Article 9.1 obligates developed countries to provide climate finance to developing nations. India invoked it to demand a structured 3-year work programme ensuring developed countries fulfil this legally binding commitment at COP30 Belém.
What is the NCQG and what were the key figures under negotiation at COP30?
NCQG (New Collective Quantified Goal) is the post-2025 climate finance target replacing $100B/yr. At COP30, negotiations focused on a $300B/year floor by 2035 with a broader $1.3 trillion goal from all sources.
What is the CBDR principle and how did India apply it at COP30?
CBDR (Common But Differentiated Responsibilities) holds that while all nations share climate responsibility, developed nations bear greater obligations due to historical emissions.
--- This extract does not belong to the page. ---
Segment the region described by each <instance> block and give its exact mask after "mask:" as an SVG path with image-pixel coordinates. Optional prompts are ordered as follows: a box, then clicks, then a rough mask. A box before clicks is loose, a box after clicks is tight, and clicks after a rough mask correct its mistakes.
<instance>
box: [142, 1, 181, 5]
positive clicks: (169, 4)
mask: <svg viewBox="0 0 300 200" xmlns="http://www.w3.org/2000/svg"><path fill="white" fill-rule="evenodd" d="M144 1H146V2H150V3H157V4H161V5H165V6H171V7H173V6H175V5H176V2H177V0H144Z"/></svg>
India used it to demand that the NCQG be funded by developed countries through grants, not loans.
Why did India reject loans as a valid form of climate finance?
India argued that loans add to the debt burden of developing nations and do not represent genuine climate finance. Any NCQG outcome must prioritise grant-based and concessional finance to support real adaptation and mitigation.
What is the LMDC bloc at UNFCCC negotiations?
LMDCs (Like-Minded Developing Countries) is a negotiating bloc that includes India, China, Bolivia, Cuba, and others. They collectively push for climate equity, historical responsibility of developed nations, and adequate public finance for the Global South.